Alert Thresholds: The Goldilocks Problem

Two failure modes of alerting are equally dangerous. Too sensitive: you alert on every minor distribution shift, your team develops alert fatigue, and when a real drift event occurs, nobody investigates because the alert channel is full of noise. Too lenient: you only alert on catastrophic drift, and by the time the alert fires, the model has been serving degraded predictions for weeks.

The calibration approach that works in practice:

  1. Start lenient. Set thresholds that would have caught the most severe drift event in your historical data. PSI > 0.25, KS p-value < 0.001, null rate > 10%.
  2. Track false negatives. Every time a model issue is discovered by someone other than the monitoring system, ask: which threshold would have caught this, and how much sooner?
  3. Tighten gradually.
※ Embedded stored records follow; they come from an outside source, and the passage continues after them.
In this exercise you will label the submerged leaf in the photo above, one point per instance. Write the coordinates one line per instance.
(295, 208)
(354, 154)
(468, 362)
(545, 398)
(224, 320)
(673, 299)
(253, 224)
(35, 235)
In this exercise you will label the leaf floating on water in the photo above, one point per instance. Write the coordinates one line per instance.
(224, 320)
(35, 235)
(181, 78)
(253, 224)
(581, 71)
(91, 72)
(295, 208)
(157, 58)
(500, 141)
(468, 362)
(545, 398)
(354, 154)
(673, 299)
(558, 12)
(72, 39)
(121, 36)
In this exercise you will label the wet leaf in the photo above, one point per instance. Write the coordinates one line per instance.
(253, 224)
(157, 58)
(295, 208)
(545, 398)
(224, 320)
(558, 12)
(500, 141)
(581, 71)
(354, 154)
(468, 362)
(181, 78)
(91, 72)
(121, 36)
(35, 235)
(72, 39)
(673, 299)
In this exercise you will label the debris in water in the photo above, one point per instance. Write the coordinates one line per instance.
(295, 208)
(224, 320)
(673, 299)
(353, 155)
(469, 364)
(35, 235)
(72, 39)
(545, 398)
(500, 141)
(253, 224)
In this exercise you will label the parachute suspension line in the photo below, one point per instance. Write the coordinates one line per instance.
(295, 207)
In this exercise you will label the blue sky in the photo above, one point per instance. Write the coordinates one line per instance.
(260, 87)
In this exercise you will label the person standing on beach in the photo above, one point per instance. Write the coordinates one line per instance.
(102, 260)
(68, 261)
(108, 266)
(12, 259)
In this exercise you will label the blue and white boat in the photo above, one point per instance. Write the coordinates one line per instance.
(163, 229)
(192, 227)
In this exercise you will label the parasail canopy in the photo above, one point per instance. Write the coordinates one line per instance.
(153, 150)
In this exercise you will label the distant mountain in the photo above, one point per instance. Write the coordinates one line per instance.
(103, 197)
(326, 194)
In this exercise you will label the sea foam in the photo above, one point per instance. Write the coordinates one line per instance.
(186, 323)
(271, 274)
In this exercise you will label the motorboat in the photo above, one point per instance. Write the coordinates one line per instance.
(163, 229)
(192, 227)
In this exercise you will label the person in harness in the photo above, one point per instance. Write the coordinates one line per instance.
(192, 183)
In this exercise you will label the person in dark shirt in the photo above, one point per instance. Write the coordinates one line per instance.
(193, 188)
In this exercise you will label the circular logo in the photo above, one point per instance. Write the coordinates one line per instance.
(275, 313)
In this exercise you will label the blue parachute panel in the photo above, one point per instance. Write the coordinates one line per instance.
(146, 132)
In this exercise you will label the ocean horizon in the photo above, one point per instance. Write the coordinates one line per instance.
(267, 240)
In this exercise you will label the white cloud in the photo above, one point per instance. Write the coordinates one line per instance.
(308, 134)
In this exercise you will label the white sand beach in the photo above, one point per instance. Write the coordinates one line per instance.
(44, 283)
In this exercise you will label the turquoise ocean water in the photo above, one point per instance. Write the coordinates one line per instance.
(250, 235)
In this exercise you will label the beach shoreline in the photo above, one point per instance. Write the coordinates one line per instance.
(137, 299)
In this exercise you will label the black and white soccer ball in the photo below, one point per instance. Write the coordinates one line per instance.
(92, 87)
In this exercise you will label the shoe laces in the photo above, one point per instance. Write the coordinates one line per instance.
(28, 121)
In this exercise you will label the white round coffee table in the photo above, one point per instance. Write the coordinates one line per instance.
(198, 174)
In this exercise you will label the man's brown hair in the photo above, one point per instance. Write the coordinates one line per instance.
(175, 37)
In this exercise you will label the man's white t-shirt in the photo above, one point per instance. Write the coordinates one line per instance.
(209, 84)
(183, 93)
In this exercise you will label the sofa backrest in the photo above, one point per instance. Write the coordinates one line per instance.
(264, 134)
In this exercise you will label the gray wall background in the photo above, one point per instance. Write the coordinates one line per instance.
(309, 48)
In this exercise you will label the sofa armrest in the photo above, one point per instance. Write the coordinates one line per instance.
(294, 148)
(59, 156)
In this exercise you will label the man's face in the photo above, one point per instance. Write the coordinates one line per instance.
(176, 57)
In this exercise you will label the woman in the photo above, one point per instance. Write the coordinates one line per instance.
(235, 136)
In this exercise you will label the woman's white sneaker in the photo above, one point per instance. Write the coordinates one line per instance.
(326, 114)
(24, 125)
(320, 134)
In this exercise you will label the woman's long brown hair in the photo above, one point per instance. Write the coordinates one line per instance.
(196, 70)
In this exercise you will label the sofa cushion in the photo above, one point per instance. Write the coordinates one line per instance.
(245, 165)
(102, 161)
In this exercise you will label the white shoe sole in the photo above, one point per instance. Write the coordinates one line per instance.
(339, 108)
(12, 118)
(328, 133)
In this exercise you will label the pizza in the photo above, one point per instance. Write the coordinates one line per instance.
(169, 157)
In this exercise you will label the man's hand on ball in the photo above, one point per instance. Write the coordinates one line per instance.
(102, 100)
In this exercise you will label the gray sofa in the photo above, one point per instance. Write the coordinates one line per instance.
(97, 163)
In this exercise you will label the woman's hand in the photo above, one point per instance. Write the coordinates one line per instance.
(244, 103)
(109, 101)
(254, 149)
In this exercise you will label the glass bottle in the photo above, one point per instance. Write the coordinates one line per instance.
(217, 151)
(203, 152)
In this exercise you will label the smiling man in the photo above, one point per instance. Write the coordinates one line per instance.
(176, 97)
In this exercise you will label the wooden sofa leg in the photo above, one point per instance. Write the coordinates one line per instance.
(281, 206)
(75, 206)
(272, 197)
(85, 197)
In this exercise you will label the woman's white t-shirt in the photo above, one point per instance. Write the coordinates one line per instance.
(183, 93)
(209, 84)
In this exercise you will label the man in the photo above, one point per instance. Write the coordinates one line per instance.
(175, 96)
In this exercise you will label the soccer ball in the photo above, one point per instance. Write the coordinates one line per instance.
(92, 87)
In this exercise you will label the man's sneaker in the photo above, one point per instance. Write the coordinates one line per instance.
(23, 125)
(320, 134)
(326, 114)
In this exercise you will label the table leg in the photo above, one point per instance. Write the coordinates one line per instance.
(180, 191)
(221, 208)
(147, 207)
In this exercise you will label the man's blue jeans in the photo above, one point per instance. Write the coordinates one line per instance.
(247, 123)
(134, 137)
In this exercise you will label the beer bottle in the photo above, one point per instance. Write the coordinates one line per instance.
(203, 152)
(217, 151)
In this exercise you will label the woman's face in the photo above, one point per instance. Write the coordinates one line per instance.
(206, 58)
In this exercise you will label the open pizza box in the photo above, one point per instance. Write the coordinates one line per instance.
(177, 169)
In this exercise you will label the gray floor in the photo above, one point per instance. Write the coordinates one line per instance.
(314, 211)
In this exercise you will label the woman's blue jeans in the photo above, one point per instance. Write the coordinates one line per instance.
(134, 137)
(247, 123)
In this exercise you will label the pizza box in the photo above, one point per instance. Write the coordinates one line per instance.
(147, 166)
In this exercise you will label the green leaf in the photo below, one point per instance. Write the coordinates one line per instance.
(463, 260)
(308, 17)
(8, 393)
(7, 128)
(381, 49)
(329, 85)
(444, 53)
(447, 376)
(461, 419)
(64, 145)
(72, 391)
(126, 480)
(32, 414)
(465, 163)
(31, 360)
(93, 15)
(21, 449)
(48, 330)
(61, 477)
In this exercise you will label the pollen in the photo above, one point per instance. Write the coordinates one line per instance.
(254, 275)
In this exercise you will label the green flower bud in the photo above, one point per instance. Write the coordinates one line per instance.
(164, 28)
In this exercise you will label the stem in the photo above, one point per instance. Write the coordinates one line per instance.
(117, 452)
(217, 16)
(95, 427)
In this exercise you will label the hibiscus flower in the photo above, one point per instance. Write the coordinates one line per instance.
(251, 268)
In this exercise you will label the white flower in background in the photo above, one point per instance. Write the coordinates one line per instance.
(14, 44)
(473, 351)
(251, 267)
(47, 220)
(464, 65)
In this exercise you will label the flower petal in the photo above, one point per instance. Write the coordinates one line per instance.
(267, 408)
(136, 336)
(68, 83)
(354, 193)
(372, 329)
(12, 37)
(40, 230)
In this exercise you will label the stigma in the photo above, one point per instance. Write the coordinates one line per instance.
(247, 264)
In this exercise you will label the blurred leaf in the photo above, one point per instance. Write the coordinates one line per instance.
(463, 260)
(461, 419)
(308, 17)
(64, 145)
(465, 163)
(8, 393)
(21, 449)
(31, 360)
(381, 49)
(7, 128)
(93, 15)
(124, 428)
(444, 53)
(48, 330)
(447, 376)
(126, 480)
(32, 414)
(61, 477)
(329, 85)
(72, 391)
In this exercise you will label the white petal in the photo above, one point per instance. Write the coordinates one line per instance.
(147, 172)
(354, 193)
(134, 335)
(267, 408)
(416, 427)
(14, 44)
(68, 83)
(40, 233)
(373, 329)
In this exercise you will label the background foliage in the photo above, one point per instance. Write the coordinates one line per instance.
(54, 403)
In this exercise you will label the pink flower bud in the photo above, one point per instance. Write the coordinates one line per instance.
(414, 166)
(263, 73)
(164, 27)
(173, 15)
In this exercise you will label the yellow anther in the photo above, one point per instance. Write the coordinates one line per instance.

Lower thresholds until the monitoring system catches issues before humans do, then stop.
  4. Window size matters. Compare weekly production windows against the training baseline, not individual batches. Daily windows are noisy. Hourly windows are chaos.

Drift Detection Pipeline

The goal is not zero drift. The goal is catching drift that matters — drift that degrades predictions enough to affect the business metric you care about — before the business notices.